The two best springtails IMO for seeding are the tropicals and another metalic silver one that has been recently passed around the hobby. These two have yielded a great amount of microfauna in my tanks. So much that i have no fed my frogs in 3 months ( 3 Escudos ) and they are fat little buggers. Dont forget that which such an echosystem in your tanks alot of small little creatures which seem to come out of the blue will also start breeding inside your tank, and trust me when i tell you the frogs love to eat anything small that moves....................

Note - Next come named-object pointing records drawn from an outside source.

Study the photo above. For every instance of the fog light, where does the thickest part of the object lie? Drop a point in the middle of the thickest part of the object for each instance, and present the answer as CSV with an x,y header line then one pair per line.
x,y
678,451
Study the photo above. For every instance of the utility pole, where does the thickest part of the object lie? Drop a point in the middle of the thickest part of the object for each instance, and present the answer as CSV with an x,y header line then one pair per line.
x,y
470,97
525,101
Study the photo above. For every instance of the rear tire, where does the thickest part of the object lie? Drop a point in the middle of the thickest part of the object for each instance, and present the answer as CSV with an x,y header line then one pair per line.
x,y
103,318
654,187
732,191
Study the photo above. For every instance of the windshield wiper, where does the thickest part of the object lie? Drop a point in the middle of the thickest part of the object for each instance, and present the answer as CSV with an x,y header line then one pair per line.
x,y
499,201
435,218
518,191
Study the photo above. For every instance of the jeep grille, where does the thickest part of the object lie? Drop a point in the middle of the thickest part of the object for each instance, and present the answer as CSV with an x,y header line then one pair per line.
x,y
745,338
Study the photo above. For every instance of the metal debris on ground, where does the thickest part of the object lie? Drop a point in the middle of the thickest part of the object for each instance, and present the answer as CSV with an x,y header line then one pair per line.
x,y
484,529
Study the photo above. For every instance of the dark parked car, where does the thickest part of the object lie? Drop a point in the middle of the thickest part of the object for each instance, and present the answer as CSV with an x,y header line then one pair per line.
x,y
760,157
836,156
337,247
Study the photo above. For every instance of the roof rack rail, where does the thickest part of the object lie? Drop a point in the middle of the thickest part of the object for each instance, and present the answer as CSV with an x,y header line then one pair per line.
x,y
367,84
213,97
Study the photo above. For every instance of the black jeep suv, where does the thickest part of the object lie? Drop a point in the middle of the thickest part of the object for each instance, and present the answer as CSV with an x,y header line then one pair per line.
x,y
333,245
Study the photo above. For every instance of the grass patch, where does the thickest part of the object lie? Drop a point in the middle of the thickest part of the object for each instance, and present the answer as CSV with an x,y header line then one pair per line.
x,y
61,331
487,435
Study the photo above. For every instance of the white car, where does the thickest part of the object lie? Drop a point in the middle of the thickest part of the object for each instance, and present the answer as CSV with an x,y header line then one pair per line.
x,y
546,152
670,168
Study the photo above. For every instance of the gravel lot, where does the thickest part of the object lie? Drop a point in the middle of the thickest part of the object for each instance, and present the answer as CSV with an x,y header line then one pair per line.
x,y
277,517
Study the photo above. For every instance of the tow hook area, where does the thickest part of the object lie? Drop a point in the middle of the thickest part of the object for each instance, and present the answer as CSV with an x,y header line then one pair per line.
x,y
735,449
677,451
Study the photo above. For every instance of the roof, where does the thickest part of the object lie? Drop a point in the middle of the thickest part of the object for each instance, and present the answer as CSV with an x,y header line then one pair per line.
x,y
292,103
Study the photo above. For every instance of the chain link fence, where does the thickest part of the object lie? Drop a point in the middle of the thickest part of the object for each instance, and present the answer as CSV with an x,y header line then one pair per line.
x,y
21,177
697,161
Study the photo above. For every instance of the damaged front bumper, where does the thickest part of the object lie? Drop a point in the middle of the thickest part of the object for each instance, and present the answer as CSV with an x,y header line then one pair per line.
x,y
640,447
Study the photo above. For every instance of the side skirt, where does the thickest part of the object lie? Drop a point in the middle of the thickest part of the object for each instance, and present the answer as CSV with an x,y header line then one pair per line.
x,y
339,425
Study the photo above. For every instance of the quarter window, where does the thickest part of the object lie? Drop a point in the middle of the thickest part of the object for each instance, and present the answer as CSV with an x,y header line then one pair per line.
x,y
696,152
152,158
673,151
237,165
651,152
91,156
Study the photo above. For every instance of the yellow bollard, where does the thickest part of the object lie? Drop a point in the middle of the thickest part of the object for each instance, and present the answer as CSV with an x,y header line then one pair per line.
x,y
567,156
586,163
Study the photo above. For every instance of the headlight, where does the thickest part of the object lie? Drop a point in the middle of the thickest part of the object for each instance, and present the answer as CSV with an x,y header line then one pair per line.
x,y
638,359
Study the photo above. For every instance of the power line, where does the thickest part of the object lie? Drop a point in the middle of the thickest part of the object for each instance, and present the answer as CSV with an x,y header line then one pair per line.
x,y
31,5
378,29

I hope this helps a bit and below is a picture i just took which shows one of the leaves in my 40 gallon with a ton of Tropical springtail eggs......


----------



## Otis (Apr 16, 2006)

wow, great post froglet. i can't beleive you haven't fed your pums in 3 months, holy crap. this is a whole different way of keeping darts, more in the "self sufficient" area. I have never actually seen a pic of sprig eggs, they are kinda weird looking. I wonder if the tads of nonegg feeders would eat them.


----------



## NickBoudin (Nov 3, 2007)

This is awesome. Great example of "mini ecosystem". If you dont mind me asking, where could I puchase springtails for my vivarium?


----------



## Otis (Apr 16, 2006)

don't think you were asking me, but i'm still answering:
blackjungle.com
azdr
eds fly meat
most places that have a good selection of darts will also sell sprigs.


----------



## NickBoudin (Nov 3, 2007)

Awesome, I figured I'd have to buy them from some specialty store or something. Thanks!


----------



## kyle1745 (Feb 15, 2004)

While I may not try not feeding for that long I am going to have to agree with the Microfauna statements with springtales being the easiest to work with. Also worth pointing out that springtales do not seem to do as well on sphagnum as other substrates.


----------



## froglet (May 18, 2005)

As Kyle stated do not try to feed just on springs . In my case i can see tremendous populations of them all over the tank and other bugs which i cant identify. I know the frogs are all eating wel, they are all fat and looks great but soon i will also start the ff's . Do not try to just feed microfauna unless you have a bit of experience or feel totally comfortable that your tanks will support the frogs food nesecities for some time......


----------



## Ed (Sep 19, 2004)

If you are going to feeding the frog via fauna living in the enclosure then you need to make sure you have a calcium rich substrate and the frogs have access to UVB to convert provitamin D to D3.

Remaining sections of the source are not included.